周りが勝手に勘違いしてくれます、と言いながら小さな家をしげしげと見つめるイワン。出した時は絶句していたが。

リーンが魔法をごく普通に混ぜて使っていたのは気付いていたらしい。問題は無いがそれが一般的では無い事はそのうち教えようと思っていたという。


常々思っていたが、イワンの観察眼は本当に侮れない。

そうやって注意深く見守ってくれながらも自由にさせてくれる事に改めて感謝の念を抱く。

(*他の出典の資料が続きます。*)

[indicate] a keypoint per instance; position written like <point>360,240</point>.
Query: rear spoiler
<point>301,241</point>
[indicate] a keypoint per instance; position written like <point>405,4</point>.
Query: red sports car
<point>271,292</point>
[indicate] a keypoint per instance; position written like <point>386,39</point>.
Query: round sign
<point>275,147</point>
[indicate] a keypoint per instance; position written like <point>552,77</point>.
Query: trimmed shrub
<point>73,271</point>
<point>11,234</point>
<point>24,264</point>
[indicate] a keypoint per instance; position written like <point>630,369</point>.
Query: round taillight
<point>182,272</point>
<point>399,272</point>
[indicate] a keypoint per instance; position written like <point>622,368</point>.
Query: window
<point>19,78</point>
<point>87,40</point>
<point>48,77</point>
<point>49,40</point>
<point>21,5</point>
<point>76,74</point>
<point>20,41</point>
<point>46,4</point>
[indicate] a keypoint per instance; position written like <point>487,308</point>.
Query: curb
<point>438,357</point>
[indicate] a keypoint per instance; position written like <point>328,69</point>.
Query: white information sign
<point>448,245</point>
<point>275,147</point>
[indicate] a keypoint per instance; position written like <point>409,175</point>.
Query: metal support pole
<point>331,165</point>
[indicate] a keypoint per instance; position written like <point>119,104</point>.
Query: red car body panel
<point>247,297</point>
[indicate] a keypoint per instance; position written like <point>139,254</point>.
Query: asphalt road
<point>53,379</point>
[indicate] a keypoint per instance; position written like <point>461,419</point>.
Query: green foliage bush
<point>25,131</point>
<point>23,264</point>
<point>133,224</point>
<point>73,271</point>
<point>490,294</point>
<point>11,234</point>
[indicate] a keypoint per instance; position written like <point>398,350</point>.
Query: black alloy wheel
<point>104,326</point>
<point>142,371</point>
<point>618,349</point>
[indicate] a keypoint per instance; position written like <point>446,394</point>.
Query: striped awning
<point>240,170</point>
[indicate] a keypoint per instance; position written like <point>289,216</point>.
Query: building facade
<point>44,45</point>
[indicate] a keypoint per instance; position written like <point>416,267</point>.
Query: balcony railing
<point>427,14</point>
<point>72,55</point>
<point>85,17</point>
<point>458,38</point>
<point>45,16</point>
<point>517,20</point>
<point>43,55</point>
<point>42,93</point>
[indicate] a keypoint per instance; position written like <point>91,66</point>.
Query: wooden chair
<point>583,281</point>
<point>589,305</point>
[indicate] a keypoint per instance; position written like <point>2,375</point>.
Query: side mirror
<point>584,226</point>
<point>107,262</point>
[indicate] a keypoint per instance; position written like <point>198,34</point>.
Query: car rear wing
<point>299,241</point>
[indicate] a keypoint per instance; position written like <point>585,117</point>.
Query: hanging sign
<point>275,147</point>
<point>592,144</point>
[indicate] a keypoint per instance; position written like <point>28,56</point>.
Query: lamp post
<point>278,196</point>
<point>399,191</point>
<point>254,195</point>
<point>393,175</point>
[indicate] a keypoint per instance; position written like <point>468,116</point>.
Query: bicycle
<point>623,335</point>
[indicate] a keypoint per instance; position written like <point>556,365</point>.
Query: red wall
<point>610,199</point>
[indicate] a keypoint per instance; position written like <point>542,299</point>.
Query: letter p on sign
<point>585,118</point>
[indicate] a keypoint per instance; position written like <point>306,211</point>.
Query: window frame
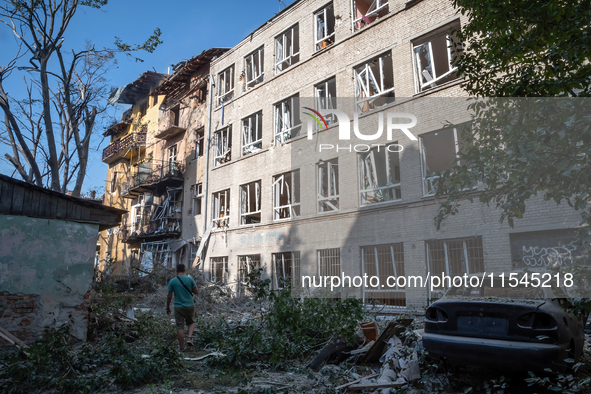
<point>223,220</point>
<point>247,134</point>
<point>294,267</point>
<point>427,41</point>
<point>333,183</point>
<point>363,169</point>
<point>245,205</point>
<point>292,207</point>
<point>293,57</point>
<point>283,134</point>
<point>224,95</point>
<point>376,257</point>
<point>225,155</point>
<point>327,37</point>
<point>259,78</point>
<point>328,85</point>
<point>365,87</point>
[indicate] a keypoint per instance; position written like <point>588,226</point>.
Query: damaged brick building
<point>267,200</point>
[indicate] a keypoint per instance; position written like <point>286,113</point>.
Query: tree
<point>518,148</point>
<point>72,87</point>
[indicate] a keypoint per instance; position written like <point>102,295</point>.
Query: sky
<point>188,28</point>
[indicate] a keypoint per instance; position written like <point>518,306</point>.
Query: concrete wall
<point>46,268</point>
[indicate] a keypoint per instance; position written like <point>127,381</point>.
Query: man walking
<point>183,288</point>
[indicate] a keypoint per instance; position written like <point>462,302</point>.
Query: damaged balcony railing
<point>154,229</point>
<point>159,172</point>
<point>127,142</point>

「瞬間記憶のスキルが使えるようになったら皆で笑ってる場面を記憶して、付与で絵にしたり出来るかな」

リーンの言葉にイワンが顔を上げて笑う。

「それはとてもいい考えですね。出来るようになったら爺にも一つ分けて下さいますか?」

もちろんと頷き二人で笑った。


まだまだ先だけど、村を出るまでに絶対に出来るようになろう。この先ずっと、大人になってもこの暖かい場所を忘れないように。



ほのぼのした後で自分の普通と世間の普通の違いについて色々と聞き、丸ごと保留する事にした。

びよん達みたいな精霊は見た事無いってほんと?え。普通は人型とか動物型なの?